The Business: Claire’s Flowers Inc., a Las Vegas florist with 10 employees at 4500 W. Charleston Blvd. The shop provides a wide variety of flowers, plants, gourmet baskets and other decorations for special occasions.
The Players: Greg and Linda Anderson, who have operated the shop since 1986. The couple inherited the business from Linda’s parents and grandparents, who opened the original shop near the present location in 1967. The business is named for Linda’s grandmother, Claire Hoppe.
The Problem: Recovering from two fires in the mid-1990s, each of which caused major damage to the shop.
The Background: The business was started more than 30 years ago for several reasons. Linda Anderson’s parents, Joe and Joyce Swessel, were in the plant business and owned a nursery — a flower shop seemed a natural extension of the opera-don. The Swessels decided to join forces with Joyce’s parents, Ed and Claire Hoppe, to start the new business. The family believed the business would be a good outlet for Claire, who had a knack for design and other creative endeavors.
When they took over the business, the Andersons moved into a new, free-standing flower shop, which they felt was almost perfect for their needs. They developed a strong customer base and had few problems until the building caught fire in July 1994. The fire was caused by a transformer that blew up.
After recovering from the fire and rebuilding the shop, Claire’s again burned in January 1995. The fire again was caused by an electrical problem. The damage was worse than the first fire. The challenge for the Andersons entailed staying in business and keeping their customers while they again rebuilt their shop.
The Solution: In both instances, the shop did not miss a day of operation. The Andersons operated out of a trailer in back of their business after the first fire. Following the second fire, they rented a small nearby house and converted it into a flower shop.
The couple also wrote letters to customers letting them know they were still in business and would honor any obligations. The flower shop had business booked more than a year in advance to provide floral services. Despite all their efforts, some customers still believed them to be out of business. Linda Anderson said she ran into former customers years after the fires who were surprised Claire’s still existed.
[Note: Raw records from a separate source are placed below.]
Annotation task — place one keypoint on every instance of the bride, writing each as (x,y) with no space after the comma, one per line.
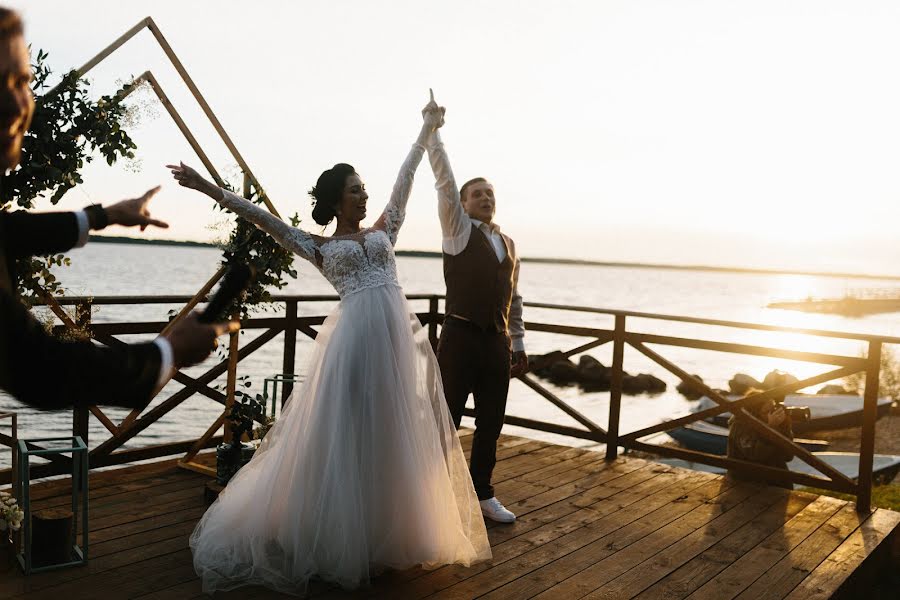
(363,470)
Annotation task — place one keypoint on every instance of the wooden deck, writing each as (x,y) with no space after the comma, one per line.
(586,529)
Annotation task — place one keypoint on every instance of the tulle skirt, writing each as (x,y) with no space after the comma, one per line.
(363,470)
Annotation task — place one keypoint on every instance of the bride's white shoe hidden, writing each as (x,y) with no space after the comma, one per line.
(493,510)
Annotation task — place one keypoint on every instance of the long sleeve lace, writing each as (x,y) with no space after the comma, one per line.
(296,240)
(455,224)
(395,212)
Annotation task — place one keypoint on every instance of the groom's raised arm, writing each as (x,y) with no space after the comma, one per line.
(455,224)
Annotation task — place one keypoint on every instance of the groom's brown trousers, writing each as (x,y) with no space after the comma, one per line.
(476,361)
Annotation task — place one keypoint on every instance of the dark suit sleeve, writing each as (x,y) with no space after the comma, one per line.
(47,373)
(26,234)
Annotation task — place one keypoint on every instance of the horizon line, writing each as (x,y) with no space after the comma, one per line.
(552,260)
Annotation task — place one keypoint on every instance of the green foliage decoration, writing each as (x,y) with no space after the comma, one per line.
(67,129)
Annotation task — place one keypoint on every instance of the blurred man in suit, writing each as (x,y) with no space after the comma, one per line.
(35,367)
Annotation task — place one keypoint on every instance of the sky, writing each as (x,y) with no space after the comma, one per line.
(750,134)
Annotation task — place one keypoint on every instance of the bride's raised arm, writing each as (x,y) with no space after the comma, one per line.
(395,211)
(294,239)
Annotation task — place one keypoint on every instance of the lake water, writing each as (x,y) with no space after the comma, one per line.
(115,269)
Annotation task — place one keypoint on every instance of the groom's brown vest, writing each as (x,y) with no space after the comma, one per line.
(480,287)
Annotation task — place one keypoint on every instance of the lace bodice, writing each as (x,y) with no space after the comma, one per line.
(351,263)
(354,264)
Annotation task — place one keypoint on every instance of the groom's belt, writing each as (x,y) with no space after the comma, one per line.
(471,324)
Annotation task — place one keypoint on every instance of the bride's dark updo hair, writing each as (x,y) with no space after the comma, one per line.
(328,191)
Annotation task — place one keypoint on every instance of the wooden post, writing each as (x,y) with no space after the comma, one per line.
(615,390)
(232,376)
(81,412)
(867,443)
(432,322)
(290,348)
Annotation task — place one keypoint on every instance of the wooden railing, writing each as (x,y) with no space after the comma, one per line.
(110,452)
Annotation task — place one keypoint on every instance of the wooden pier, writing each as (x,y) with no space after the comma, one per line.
(587,528)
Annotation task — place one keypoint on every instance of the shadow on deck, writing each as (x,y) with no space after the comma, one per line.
(586,529)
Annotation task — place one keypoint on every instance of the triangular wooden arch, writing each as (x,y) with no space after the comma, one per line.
(130,426)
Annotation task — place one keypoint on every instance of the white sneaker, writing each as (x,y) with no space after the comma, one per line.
(495,511)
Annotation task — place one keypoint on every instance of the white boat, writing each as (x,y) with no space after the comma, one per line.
(827,411)
(713,439)
(884,466)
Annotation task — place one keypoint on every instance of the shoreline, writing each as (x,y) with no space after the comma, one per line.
(105,239)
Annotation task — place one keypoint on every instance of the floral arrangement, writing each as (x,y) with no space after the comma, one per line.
(10,514)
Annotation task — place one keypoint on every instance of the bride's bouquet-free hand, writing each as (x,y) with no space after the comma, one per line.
(10,514)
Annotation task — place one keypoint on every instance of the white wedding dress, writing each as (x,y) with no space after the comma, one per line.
(363,470)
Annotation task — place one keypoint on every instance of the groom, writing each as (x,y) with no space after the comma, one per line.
(482,340)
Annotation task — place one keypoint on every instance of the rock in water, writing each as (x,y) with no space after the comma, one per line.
(593,373)
(742,382)
(563,372)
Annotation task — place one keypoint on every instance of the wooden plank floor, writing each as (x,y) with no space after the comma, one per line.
(586,529)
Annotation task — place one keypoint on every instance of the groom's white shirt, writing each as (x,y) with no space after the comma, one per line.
(456,226)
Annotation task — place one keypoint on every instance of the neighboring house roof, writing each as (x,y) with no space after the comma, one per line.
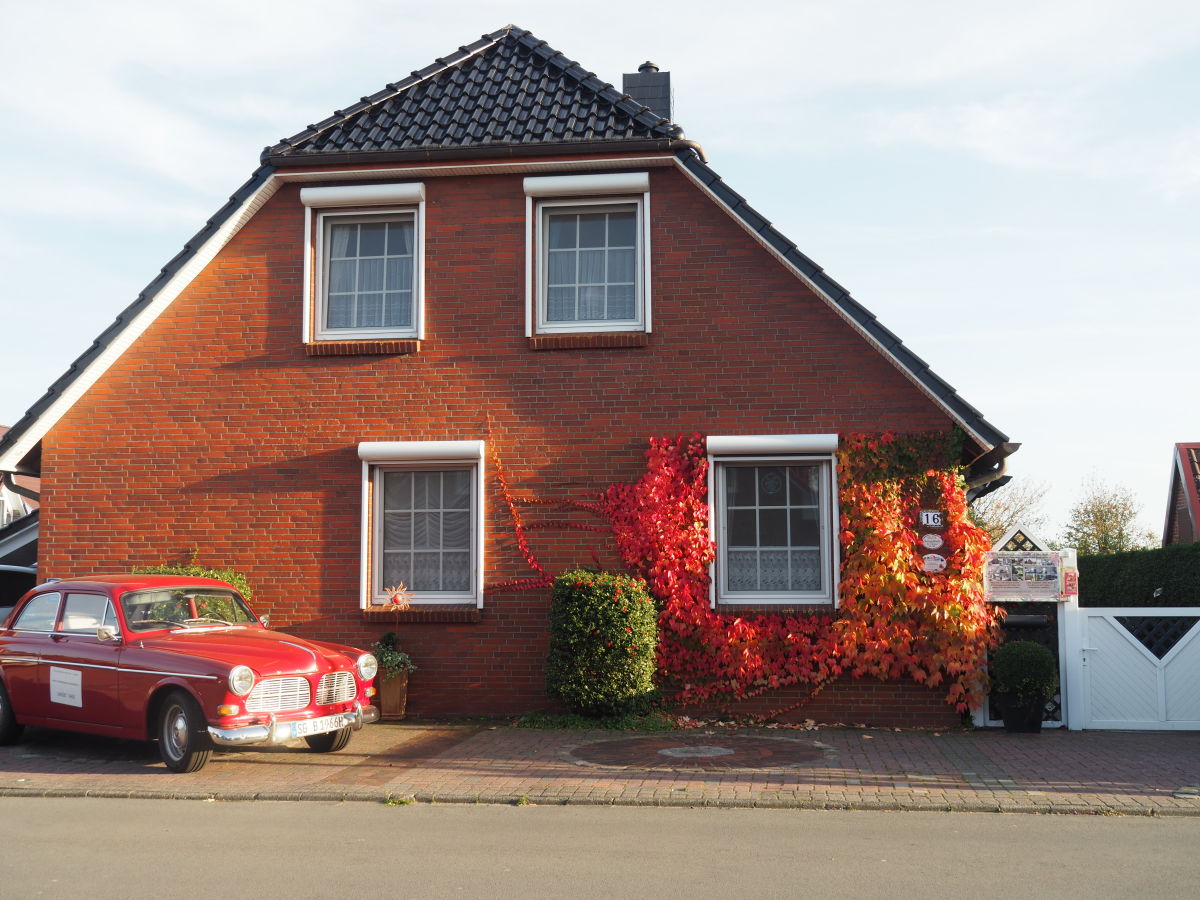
(1183,498)
(507,95)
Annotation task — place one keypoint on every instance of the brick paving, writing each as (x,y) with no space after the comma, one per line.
(1131,773)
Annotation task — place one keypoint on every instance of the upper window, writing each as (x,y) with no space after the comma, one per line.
(587,253)
(365,279)
(424,503)
(773,522)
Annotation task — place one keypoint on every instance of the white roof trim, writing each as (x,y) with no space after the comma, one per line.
(829,301)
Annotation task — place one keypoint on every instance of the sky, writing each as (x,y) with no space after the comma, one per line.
(1013,189)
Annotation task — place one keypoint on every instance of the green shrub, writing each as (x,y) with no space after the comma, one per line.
(229,576)
(1167,576)
(603,640)
(1025,669)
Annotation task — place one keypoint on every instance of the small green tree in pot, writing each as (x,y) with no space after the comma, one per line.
(393,677)
(1025,676)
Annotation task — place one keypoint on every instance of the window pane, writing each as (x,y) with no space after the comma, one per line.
(773,528)
(341,276)
(372,239)
(343,241)
(426,571)
(562,232)
(743,528)
(456,531)
(623,229)
(456,571)
(591,304)
(400,274)
(593,231)
(621,301)
(371,275)
(772,486)
(341,311)
(370,311)
(397,310)
(743,570)
(397,531)
(561,306)
(400,239)
(592,267)
(562,267)
(621,267)
(456,489)
(397,490)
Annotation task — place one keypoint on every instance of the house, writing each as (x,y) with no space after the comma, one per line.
(1182,523)
(472,295)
The Andersons worked closely with their insurance company and contractor after both fires. They were able to salvage some of their equipment after the first fire, including their computer system, which maintained the client database and information on customer orders. The roof had collapsed on the showroom, but some square footage at the rear of the shop was salvageable, and the coolers where they kept flowers were still in operation. One of their wholesalers provided a place to operate immediately after the fire until they obtained a trailer to serve as the showroom. The shop was rebuilt quickly and was back in operation by October 1994.
The second fire in January 1995 proved more of a challenge. The Andersons were helping to decorate a golf course when they got word their shop was burning. “We had just gotten in a shipment of white [stuffed] bears that were on display in the front window,” Linda Anderson said. “When I got there, the bears were bobbing around in the water and there was smoke everywhere. It was horrible.” This time, while the couple was again able to salvage the computer system, the building was too badly damaged to use. They found a warehouse in which to set up a temporary operation, and quickly located a nearby house that could be converted to commercial use for a showroom. Because the cause of the fire was difficult to determine, the Andersons were questioned closely by fire investigators. It was also necessary to again dispatch letters to their customers. “It was a grueling week and a half,” she said.
Fire officials discovered the cause to be electrical, and the Andersons were able to rebuild. The couple was on-site everyday to check the progress of reconstruction. The same contractor was used to rebuild the shop, which made it easier to duplicate the operation exactly as it had been before the disaster. The insurance paid to replace everything, but would not pay for anything that was not part of the shop prior to the fire. It took four months for the project to be finished.
Claire’s Flowers has thrived ever since. Because of the Andersons’ experience, the shop has become a resource in the floral industry for flower shop owners nationally who have had to cope with fire damage. Linda Anderson advises businesses to check their fire insurance and make sure they have good coverage. Salvaging equipment that can be saved is also important. The Andersons found some of their equipment appeared to be OK, but had smoke damage that could not be fixed.
She advises others who have seen their businesses go up in smoke not to panic and to find a way to stay in operation. “Talk to somebody who has been through the same experience,” she urged.